Apesar de a parte criminal do processo contra Américo José Valente ter sido arquivada, a parte cível continua em aberto. Portanto, o general Araújo pode ainda accionar um processo cível contra o outro general, o Valente, e pedir uma indemnização.

É normal ser autor ou réu em acções de indemnização, mas não deixa de ser confrangedor ver o secretário executivo e de Coordenação da Segurança Presidencial da Casa Militar do Presidente da República processado por um colega militar devido a prejuízos causados por falsificação.

É imperioso submeter as nomeações presidenciais a um maior e mais apertado controlo funcional. A contínua nomeação para cargos sensíveis de pessoas que são visadas pela justiça por condutas criminais é verdadeiramente inaceitável.
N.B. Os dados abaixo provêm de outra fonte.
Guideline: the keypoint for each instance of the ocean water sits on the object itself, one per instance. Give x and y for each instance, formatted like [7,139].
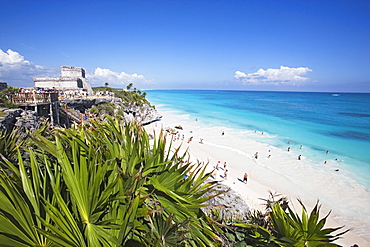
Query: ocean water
[330,127]
[320,122]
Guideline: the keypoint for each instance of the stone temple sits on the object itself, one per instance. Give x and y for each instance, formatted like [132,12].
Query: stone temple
[73,78]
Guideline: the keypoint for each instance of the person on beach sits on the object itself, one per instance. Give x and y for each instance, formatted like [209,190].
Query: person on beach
[218,164]
[245,178]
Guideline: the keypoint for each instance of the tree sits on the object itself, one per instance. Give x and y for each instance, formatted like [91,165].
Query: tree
[129,86]
[103,184]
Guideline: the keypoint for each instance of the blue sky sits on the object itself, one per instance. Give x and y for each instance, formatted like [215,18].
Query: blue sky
[241,45]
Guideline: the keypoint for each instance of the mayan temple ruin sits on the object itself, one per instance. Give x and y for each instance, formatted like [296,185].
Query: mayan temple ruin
[73,78]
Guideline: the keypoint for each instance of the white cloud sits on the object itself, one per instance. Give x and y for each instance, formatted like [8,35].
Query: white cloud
[283,75]
[102,76]
[18,72]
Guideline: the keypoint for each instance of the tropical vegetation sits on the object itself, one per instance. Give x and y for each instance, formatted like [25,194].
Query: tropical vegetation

Um segundo aspecto prende-se com o procedimento processual. É incompreensível que a juíza Anabela Vidinhas não tenha suspenso um processo de cobrança de dívidas quando um dos visados denunciou a existência de um crime na origem da empresa. Teria sido bem mais fácil notificar oficiosamente a DNIAP, suspender o processo e obter esclarecimentos. Os juízes têm de ser os primeiros a garantir a celeridade processual. O caso dos generais prolongou-se por um período de sete anos, pelo menos entre 2012 e 2019, tendo havido uma confissão expressa perante o DNIAP. Como é possível tamanha lentidão? Esta mácula de deixar arrastar processos e procedimentos em nome de burocracias formais é uma das pesadas heranças do colonialismo jurídico português, de que os juízes angolanos não se libertam (para não falar das práticas de incompetência, da preguiça profissional e dos esquemas habituais). Há muitos esforços a desenvolver, seja na atenção minuciosa a todas as nomeações, seja na celeridade da justiça. Fundamentalmente, tem de se começar a adequar os discursos à realidade e a realidade aos discursos. De outro modo, Angola continuará a ser um país de brincadeira nas mãos de dirigentes para quem os cidadãos são meros peões de um jogo cujas vidas e futuro nada importam.